Over the last few days she'd wandered around the market, figuring out which kinds of street food she liked and gaping at the sights like a credulous tourist. In the evenings she'd been working on a petition for refugee status for her mom, still back on Soullex as far as she knew. The Jedi Aaran had promised to help with that, and he'd been as good as his word. That wasn't the problem. The question was whether proud, stubborn Marin Betrik would accept coming to live in Alliance space. She'd been born in the Core, then been driven out when it fell to the One Sith. She'd sought out Imperial space, looked for security and control over freedom. There was no guarantee she'd be willing to change her mind about rejecting the Alliance's principles.

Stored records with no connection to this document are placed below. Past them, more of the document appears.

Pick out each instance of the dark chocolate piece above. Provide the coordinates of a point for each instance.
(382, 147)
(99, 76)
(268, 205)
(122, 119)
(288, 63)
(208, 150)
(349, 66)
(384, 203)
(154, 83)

But Eva knew she had to try. Maybe her mom had lied to her, going along with the dark picture the Sith had painted of the Alliance when she karking well knew better... but she was still Eva's mom, and with the Empire she'd run to collapsing, there was no safety or stability left for her on Soullex. With a sigh and a little prayer - she wasn't sure to whom anymore, as it didn't seem like the Empire's patron god Typhojem was likely to answer her - she hit the SUBMIT button. Maybe the Alliance would reject the application, and she wouldn't have to worry about the coming confrontation with the woman who'd raised her. But she didn't really want that, even if it'd make life easier. Eva lay back on the hotel bed, her hair splaying out around her in a wide halo. It was getting pretty long now that she'd stopped cutting it to regulation length.

There was a chime on her door console, and a little mechanical voice. "Miss Betrik, you have a visitor. May she come in?" Eva sighed again; she'd just gotten comfortable, and had been contemplating taking a little nap. But she didn't want to be rude to her hosts. Every so often, an Alliance diplomatic officer would come talk to her about her citizenship application, or to bring her orientation materials, which she always devoured ravenously. They never pushed her for anything military, though they sometimes asked questions about her homeworld and her experience living under Imperial rule. They were young, and earnest, and kind, and they'd slowly earned her trust. If this was another one, she supposed she wouldn't mind the company. "Sure," the ex-trooper said, "that's fine." She sat up and smoothed her simple dress, gloriously non-regulation.

She would never have guessed who was actually going to walk through that door... someone from the recent past.